Heterostructural Coupling of Phase-Modulated NiMoO4 with NiCo2O4 for Enhanced Urea Electro-Oxidation

Developing catalysts with high efficiency and low cost for the urea oxidation reaction (UOR) is attractive but challenging. Herein, relying on the high catalytic activity of Ni, low overpotential of Co, and superior antipoisoning resistance of Mo, a NiMoO₄–NiCo₂O₄ p–p heterojunction is constructed via a hydrothermal strategy followed by calcination. Interestingly, phase transformation of β-NiMoO₄ to α-NiMoO₄ occurs when a heterojunction is generated.

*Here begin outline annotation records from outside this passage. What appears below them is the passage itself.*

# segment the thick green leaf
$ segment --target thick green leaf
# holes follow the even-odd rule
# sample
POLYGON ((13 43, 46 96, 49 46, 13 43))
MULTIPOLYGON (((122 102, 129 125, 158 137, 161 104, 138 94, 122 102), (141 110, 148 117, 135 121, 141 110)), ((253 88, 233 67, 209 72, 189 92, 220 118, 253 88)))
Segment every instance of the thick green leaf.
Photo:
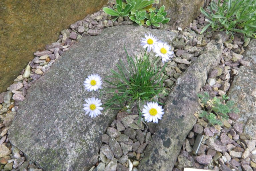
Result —
POLYGON ((156 15, 158 15, 161 14, 162 12, 164 11, 164 5, 163 5, 160 7, 160 8, 159 9, 159 10, 158 10, 158 12, 157 12, 156 15))
POLYGON ((212 18, 225 18, 225 17, 223 17, 223 16, 221 16, 220 15, 214 15, 212 14, 211 15, 212 16, 212 18))
POLYGON ((152 25, 153 25, 155 27, 160 27, 160 24, 152 24, 152 25))
POLYGON ((126 5, 124 10, 124 13, 125 14, 129 13, 131 9, 132 5, 130 4, 128 4, 126 5))
POLYGON ((201 12, 205 16, 206 16, 208 17, 209 18, 211 19, 211 17, 210 16, 209 14, 206 12, 205 10, 202 7, 200 8, 200 11, 201 11, 201 12))
POLYGON ((138 0, 135 6, 135 9, 139 10, 151 4, 159 3, 158 0, 138 0))
POLYGON ((117 20, 117 19, 118 18, 118 17, 116 17, 116 18, 114 18, 114 19, 113 19, 112 20, 112 21, 115 21, 116 20, 117 20))
POLYGON ((229 11, 230 11, 230 9, 231 9, 231 0, 229 0, 228 2, 228 11, 227 11, 228 13, 228 12, 229 12, 229 11))
POLYGON ((156 22, 161 23, 161 22, 164 21, 164 17, 158 17, 156 20, 156 22))
POLYGON ((205 27, 204 27, 203 29, 202 30, 202 31, 201 31, 201 32, 200 33, 200 34, 202 34, 205 31, 205 30, 206 30, 206 29, 208 28, 208 27, 209 27, 209 26, 211 25, 211 23, 209 23, 206 26, 205 26, 205 27))
POLYGON ((162 22, 162 23, 163 24, 166 24, 169 21, 170 21, 170 18, 166 18, 164 19, 164 21, 162 22))
POLYGON ((132 1, 131 0, 126 0, 126 1, 126 1, 126 3, 127 3, 127 4, 130 4, 130 3, 131 3, 132 2, 132 1, 132 1))
POLYGON ((149 20, 147 20, 147 21, 146 22, 146 24, 147 24, 148 26, 150 26, 151 25, 151 23, 150 22, 150 21, 149 20))
POLYGON ((143 11, 140 13, 140 15, 141 16, 145 16, 146 15, 146 13, 147 13, 146 11, 143 11))
POLYGON ((145 15, 145 16, 146 16, 146 18, 148 20, 150 19, 150 16, 149 15, 149 14, 147 13, 146 13, 146 15, 145 15))
POLYGON ((130 18, 130 19, 132 21, 134 21, 136 19, 135 17, 134 17, 133 16, 130 16, 129 17, 129 18, 130 18))
POLYGON ((144 19, 146 18, 146 16, 142 16, 142 17, 140 17, 140 20, 144 20, 144 19))
POLYGON ((112 9, 110 9, 107 7, 104 7, 102 9, 103 11, 108 15, 114 16, 115 17, 119 17, 120 15, 116 11, 112 9))
POLYGON ((116 5, 117 9, 117 12, 119 13, 121 13, 123 12, 123 8, 119 4, 116 5))
POLYGON ((122 1, 122 0, 116 0, 116 5, 119 5, 120 7, 122 7, 123 6, 123 1, 122 1))
POLYGON ((167 12, 165 11, 163 12, 162 12, 161 14, 160 14, 161 15, 163 16, 164 17, 165 17, 166 15, 167 15, 167 12))
POLYGON ((136 10, 136 12, 135 12, 135 15, 137 17, 139 16, 139 11, 137 10, 136 10))

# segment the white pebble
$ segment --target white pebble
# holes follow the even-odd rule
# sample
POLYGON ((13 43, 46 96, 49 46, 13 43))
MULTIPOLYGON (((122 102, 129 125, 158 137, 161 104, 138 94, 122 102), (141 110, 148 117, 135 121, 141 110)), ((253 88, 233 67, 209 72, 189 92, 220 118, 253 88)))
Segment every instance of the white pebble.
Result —
POLYGON ((252 154, 253 155, 255 155, 256 154, 256 149, 254 149, 251 152, 252 154))
POLYGON ((25 69, 25 71, 23 74, 23 78, 29 78, 30 76, 30 66, 29 65, 27 66, 25 69))
POLYGON ((227 161, 227 159, 226 158, 226 157, 224 156, 222 156, 221 157, 221 158, 222 159, 222 160, 223 160, 223 161, 224 162, 224 163, 226 163, 226 162, 227 161))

The unique structure of NiMoO₄–NiCo₂O₄ enables faster charge transfer capability, greater active site availability, lower impedance, and reduced activation energy. Thus, a much better catalytic performance for the UOR is triggered when employing NiMoO₄–NiCo₂O₄ as a catalyst. A specific current density of 1306 mA cm^–2 mg^–1 (at 0.6 V vs Hg/HgO) is achieved for NiMoO₄–NiCo₂O₄, which is much larger than that for NiMoO₄ and NiCo₂O₄. Potential-dependent impedance analyses unveil that Ni³⁺ should be active sites and both indirect and direct urea oxidation paths should be accelerated on NiMoO₄–NiCo₂O₄. Phase transformation of β-NiMoO₄ to α-NiMoO₄ is vital. Making the energy bands of NiCo₂O₄ and NiMoO₄ match better, promoting Ni³⁺ formation, facilitating active sites exposure, and reducing alkalinity to enhance antipoisoning capacity all make sense. This work stresses the importance of crystal phases in developing heterojunctions with high catalytic performance.